Comparative analyses of aryl hydrocarbon receptor structure and function in marine mammals

Abstract

Marine mammals possess high body burdens of persistent organic pollutants, including PCBs and dioxin-like compounds (DLC). Chronic environmental or dietary exposure to these chemicals can disrupt the function of reproductive and immune systems, as well as cause developmental defects in laboratory animals. The aryl hydrocarbon receptor (AHR) is a ligand-activated transcription factor, mediating the expression of a suite of genes in response to exposure to DLC and structurally related chemicals. Species-specific differences in AHR structure can affect an organism’s susceptibility to the effects of DLC. The structures and functions of several cetacean AHRs were investigated using in vitro molecular cloning and biochemical techniques. Using a novel combination of remote biopsy and molecular cloning methods, RNA was extracted from small integument samples from living North Atlantic right whales to identify the cDNA sequence for AHR and other genes of physiological importance.
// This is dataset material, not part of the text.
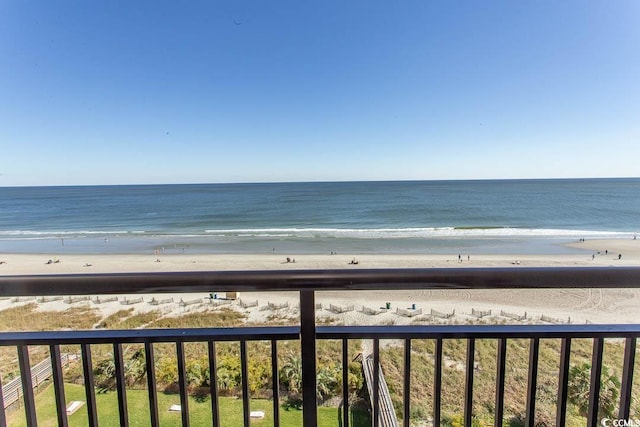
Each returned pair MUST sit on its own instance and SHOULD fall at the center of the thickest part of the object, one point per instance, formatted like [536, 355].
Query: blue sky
[235, 91]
Biopsy-derived RNA was found to be of higher quality than RNA extracted from stranded cetaceans, and proved a good source for identifying cDNA sequences for expressed genes. The molecular sequences, binding constants, and transcriptional activities for North Atlantic right whale and humpback whale AHRs cDNAs were determined using in vitro and cell culture methods. Whale AHRs are capable of specifically binding dioxin and initiating transcription of reporter genes. The properties of these AHRs were compared with those from other mammalian species, including human, mouse, hamster, and guinea pig, and other novel marine mammal AHRs, using biochemical, phylogenetic, and homology modeling analyses. The relative binding affinities for some marine mammal AHRs fall between those for the high-affinity mouse AHRb-1 and the lower affinity human AHR. Species-specific variability in two regions of the AHR ligand binding domain were identified as having the greatest potential impact on AHR tertiary structure, yet does not sufficiently explain differences observed in ligand binding assays. Additional studies are necessary to link exposure to environmental contaminants with potential reproductive effects in marine mammals, especially via interactions with steroid hormone receptor pathways.